Em Sevilha lá paramos para pôr gasolina (que afinal não está muito mais barata que em Portugal) e esticamos as pernas. O P. também sai da cadeirinha, e faz o que ele mais gosta no carro - sentar-se ao volante, carregar na buzina e espalhar CDs! Petisca-se qualquer coisa. E prometemos parar em Mérida para almoçar, o que deixa a M. super-excitada : "Mãe, é lá que vive a princesa? Vamos ver a Mérida??? Yes!!!!" (não é bem, mas pronto, a motivação é importante)
Pelo caminho  conversamos sobre a escola e os amigos. Ela faz perguntas sobre Espanha e Portugal, porque é que nós já não temos reis e em Espanha há. Vê muitos palácios e castelos pelo caminho e sente-se uma princesa. O P. vai brincando com o ursinho musical e também não refila.


Paramos em Mérida para almoçar. O primeiro contacto com a comida espanhola da M (o P. lá comeu a sopinha da mãe, feita nesse dia antes de sairmos, a olhar para os passarinhos que voavam por ali). "Queres sopa? Esta é uma sopa espanhola especial, chama-se Gaspacho" Claro que depois de perceber que por ali havia tomate ( que ela não gosta) fez cara feia e passou directa ao segundo prato, que devorou num ápice. E depois um docinho de sobremesa, que de vez em quando também faz bem. Sim, uma das coisas boas das viagens é que os miúdos ficam cheios de apetite e comem lindamente. O P. ainda andou a treinar a andar por ali (ainda com ajuda) e a M. brincou um bocado, porque ainda tinhamos umas boas horas de carro antes de chegar ao destino.

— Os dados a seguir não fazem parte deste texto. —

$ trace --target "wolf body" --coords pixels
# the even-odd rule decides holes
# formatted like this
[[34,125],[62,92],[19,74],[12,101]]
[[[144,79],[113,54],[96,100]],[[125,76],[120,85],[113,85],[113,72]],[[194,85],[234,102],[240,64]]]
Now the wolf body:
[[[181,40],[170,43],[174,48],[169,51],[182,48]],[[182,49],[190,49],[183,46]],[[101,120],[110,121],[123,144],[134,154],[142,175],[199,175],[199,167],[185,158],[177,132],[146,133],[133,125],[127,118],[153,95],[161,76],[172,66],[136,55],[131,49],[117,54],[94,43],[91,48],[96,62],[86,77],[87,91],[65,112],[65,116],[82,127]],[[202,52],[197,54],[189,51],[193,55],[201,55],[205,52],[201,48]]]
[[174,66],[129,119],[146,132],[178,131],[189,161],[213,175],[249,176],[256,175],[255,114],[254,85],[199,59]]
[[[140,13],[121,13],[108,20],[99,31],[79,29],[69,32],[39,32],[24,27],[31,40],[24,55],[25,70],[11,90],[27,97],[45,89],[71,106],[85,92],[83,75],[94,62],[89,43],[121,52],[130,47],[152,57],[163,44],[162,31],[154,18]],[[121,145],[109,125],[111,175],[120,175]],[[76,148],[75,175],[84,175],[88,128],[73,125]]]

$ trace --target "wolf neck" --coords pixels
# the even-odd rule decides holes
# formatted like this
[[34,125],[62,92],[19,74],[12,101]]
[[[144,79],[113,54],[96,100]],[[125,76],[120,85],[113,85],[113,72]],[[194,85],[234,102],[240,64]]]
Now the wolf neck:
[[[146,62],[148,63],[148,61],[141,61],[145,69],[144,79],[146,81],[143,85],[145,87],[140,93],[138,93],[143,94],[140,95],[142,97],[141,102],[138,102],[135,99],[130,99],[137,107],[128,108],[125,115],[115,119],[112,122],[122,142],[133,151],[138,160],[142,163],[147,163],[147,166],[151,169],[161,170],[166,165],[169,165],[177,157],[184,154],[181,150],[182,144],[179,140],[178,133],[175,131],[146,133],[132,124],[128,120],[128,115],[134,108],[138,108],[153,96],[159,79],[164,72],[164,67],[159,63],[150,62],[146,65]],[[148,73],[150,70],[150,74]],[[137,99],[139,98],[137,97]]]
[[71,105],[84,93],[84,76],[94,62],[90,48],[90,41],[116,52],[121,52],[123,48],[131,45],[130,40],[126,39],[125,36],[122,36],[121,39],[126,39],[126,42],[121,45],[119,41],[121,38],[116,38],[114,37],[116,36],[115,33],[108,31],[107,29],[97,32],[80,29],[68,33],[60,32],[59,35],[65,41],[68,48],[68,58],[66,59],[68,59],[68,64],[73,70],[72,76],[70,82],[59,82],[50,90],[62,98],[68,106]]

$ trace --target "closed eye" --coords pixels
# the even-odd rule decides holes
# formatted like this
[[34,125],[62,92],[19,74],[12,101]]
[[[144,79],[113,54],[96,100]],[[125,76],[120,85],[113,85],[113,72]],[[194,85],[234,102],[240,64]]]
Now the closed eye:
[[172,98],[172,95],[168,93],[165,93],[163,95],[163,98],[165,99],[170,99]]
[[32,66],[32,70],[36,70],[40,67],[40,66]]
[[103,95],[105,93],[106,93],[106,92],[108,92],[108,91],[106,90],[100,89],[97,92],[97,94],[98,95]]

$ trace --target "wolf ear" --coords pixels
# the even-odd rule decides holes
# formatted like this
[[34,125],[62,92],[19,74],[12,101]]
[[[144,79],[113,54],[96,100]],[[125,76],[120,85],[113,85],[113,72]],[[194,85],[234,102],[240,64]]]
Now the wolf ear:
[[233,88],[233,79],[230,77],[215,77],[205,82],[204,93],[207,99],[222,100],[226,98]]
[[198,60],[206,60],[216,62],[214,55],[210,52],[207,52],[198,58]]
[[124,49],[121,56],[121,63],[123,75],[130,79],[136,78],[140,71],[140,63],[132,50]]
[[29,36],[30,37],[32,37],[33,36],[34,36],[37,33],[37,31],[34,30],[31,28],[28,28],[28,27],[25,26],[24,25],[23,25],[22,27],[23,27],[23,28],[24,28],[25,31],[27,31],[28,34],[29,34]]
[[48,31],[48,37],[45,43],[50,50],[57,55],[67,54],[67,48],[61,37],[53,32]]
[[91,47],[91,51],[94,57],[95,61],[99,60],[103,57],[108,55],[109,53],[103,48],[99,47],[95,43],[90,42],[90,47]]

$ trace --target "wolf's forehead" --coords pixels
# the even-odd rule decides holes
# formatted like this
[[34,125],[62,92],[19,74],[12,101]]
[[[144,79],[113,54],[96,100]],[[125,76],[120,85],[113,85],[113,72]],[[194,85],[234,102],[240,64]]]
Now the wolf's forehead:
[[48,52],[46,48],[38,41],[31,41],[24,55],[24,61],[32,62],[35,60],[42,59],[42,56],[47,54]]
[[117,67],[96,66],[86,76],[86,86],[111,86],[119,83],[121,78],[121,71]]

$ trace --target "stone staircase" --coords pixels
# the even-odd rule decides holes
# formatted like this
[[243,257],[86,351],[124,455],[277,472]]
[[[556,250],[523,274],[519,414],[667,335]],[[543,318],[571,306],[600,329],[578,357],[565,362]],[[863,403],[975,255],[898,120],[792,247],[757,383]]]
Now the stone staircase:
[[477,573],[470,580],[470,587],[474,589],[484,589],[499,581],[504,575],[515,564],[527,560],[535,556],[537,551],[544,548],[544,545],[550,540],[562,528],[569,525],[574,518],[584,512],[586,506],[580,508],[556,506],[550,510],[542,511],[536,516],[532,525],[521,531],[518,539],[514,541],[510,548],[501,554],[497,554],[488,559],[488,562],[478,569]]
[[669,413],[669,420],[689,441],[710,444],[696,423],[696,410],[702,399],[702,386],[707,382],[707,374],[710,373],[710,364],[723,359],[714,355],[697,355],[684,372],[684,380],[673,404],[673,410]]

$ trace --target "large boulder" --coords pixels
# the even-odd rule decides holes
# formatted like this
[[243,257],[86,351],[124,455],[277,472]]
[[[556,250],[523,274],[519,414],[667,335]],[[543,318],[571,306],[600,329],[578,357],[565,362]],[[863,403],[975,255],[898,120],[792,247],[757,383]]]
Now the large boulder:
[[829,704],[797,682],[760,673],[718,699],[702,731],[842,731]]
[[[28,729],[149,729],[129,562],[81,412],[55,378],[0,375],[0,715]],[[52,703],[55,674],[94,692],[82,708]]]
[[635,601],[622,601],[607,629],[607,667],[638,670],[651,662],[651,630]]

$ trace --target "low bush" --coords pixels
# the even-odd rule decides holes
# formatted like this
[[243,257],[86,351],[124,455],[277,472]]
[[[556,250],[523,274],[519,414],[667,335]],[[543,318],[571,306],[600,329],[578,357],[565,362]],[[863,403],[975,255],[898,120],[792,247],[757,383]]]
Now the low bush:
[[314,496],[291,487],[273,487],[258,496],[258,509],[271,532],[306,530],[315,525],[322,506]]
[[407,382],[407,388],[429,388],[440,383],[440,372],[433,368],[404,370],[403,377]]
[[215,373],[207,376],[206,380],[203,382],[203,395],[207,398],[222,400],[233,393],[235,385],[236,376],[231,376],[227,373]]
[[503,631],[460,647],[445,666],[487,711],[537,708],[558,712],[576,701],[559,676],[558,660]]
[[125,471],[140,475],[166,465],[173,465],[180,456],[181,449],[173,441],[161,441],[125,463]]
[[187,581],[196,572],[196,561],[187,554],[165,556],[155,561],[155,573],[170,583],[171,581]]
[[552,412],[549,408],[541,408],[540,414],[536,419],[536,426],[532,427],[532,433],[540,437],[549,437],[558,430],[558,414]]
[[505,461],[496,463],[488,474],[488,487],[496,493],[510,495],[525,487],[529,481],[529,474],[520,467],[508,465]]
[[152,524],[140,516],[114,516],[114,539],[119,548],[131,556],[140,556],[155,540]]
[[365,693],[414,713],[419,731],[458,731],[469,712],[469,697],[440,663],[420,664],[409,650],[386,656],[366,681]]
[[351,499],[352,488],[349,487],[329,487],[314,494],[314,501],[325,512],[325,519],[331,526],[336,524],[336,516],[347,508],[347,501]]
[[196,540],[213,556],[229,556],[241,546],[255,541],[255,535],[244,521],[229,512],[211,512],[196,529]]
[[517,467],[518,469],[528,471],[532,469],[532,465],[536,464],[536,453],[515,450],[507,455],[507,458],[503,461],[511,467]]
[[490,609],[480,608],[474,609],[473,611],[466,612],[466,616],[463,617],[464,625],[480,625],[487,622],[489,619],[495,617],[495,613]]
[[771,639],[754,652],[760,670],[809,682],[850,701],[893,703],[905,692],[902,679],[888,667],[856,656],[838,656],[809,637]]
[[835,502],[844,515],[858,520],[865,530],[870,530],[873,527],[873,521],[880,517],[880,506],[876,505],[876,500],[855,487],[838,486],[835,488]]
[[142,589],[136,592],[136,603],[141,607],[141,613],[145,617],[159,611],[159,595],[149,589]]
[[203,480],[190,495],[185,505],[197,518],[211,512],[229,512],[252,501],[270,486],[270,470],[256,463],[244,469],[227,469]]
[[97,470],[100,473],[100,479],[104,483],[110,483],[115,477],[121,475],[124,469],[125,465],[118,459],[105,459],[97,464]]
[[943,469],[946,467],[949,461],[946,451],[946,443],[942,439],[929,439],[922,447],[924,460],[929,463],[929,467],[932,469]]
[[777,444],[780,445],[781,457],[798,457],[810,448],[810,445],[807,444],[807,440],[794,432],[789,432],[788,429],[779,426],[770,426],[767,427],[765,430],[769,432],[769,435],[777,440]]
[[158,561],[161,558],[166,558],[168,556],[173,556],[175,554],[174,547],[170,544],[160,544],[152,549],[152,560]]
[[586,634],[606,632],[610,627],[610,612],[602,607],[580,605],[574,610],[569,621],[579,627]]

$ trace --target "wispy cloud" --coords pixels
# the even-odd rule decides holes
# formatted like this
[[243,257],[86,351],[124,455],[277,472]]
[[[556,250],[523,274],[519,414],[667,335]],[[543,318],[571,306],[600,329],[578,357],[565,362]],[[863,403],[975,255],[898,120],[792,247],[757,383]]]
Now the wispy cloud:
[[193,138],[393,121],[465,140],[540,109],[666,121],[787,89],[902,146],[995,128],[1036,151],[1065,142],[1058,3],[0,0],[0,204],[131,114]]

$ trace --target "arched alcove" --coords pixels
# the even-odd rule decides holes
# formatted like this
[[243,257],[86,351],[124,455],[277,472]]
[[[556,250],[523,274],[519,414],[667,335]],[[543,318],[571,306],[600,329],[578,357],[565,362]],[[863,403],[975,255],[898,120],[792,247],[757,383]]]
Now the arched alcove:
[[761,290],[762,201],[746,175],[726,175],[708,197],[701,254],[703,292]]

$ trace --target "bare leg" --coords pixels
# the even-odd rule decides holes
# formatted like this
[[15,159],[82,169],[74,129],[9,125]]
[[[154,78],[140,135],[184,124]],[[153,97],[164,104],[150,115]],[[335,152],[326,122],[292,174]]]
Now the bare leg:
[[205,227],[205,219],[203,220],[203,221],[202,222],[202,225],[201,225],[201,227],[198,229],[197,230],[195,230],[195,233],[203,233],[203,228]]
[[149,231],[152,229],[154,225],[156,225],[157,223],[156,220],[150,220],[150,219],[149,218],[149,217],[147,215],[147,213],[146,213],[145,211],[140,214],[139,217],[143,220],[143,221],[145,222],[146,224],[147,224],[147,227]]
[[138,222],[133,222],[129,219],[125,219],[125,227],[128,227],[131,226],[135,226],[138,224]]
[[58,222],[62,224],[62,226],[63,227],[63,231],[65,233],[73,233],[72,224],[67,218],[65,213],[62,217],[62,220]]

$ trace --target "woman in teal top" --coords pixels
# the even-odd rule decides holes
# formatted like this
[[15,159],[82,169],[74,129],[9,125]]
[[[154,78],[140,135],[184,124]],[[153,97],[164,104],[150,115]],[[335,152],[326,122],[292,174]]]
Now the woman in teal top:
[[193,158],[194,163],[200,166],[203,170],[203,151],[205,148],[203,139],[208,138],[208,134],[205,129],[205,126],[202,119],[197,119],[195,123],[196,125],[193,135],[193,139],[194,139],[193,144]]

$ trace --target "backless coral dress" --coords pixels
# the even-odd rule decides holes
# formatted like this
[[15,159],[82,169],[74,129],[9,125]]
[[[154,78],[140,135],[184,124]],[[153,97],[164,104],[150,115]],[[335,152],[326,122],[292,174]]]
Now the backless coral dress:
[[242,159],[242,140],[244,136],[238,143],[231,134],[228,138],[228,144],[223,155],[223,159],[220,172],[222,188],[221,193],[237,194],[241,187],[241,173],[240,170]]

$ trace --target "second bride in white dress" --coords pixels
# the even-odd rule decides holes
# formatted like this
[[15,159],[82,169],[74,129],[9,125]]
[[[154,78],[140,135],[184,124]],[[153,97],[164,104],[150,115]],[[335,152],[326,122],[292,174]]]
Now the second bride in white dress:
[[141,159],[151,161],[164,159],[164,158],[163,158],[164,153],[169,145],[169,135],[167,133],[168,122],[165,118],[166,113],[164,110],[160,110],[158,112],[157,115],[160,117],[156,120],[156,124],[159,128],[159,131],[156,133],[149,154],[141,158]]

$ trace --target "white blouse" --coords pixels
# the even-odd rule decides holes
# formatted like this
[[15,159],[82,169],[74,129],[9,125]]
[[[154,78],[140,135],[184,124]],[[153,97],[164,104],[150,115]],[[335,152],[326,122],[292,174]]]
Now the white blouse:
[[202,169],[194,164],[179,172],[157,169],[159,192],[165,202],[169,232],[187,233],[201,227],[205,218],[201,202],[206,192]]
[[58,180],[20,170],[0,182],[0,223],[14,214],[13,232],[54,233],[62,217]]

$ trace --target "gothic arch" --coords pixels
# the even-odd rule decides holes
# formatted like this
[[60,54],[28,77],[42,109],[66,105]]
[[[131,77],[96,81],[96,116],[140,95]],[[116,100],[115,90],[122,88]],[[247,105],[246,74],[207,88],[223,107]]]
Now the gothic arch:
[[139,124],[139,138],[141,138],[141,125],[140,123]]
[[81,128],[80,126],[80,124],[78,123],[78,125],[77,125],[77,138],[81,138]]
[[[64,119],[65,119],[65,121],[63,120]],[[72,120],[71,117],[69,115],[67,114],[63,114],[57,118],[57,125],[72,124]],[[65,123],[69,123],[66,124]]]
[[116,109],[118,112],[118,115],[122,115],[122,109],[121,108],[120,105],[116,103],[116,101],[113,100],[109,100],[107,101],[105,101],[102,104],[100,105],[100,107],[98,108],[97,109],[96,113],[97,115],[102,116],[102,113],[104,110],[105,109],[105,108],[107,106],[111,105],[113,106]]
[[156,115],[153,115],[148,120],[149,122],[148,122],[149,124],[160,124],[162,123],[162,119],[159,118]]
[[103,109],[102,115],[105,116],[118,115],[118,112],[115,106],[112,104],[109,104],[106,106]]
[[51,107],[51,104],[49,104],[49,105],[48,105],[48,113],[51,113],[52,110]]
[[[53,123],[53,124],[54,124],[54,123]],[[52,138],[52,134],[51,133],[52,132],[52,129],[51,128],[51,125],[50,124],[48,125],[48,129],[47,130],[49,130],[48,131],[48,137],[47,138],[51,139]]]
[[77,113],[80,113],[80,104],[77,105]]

Tudo pronto, de volta ao carro. Muitas aves de rapina pelo caminho. O mais pequeno adormeceu, solidário com la siesta. A M. acha que já é crescida, e se puder fazer qualquer coisa para evitar dormir a sesta, é mesmo isso. Portanto, lá parámos mais umas vezes, porque se lembrou que queria fazer xixi e afins para evitar cair no sono.



Ao fim da tarde, avistamos Madrid. Depois de um percurso sem portagens até então (quase 700 km) lá pusemos a mão ao bolso para entrar na capital espanhola. O nosso destino era mais a norte, Alcalá de Henares, uma região considerada património da humanidade. Agora dormem os dois. A senhora do GPS manda-nos por um atalho manhoso para chegar ao hotel, e o carro consegue sobreviver ao trajecto.
Carro estacionado, check-in feito. O hotel parece confortável, mas no quarto só podiam por uma cama extra para a M. Acabámos por levar a cama de viagem para o P. e lá se colocou num recanto (nota mental: para a próxima, ficar num hotel family-friendly).
Os miúdos acordam. Tudo para o banho e depois ainda há energia para umas Tapas com os amigos (e os miúdos). A M. adora petiscos e andou a experimentar tudo, mas o balanço global da comida não foi muito positivo - pois se estava convencida que "croquetes espanhóis" eram os nossos croquetes, depois da primeira dentada sentiu-se enganada e a partir daí foi um rol de desilusões gastronómicas ("gosto mais da comida portuguesa!").



A festa espanhola acabou cedo (para nós). Os mariachi continuaram, a sangria e o vinho. Nós regressamos ao hotel, os miúdos a dormirem (um no carrinho, outro ao colo).
No dia seguinte há tempo para passear e à tarde para a fiesta.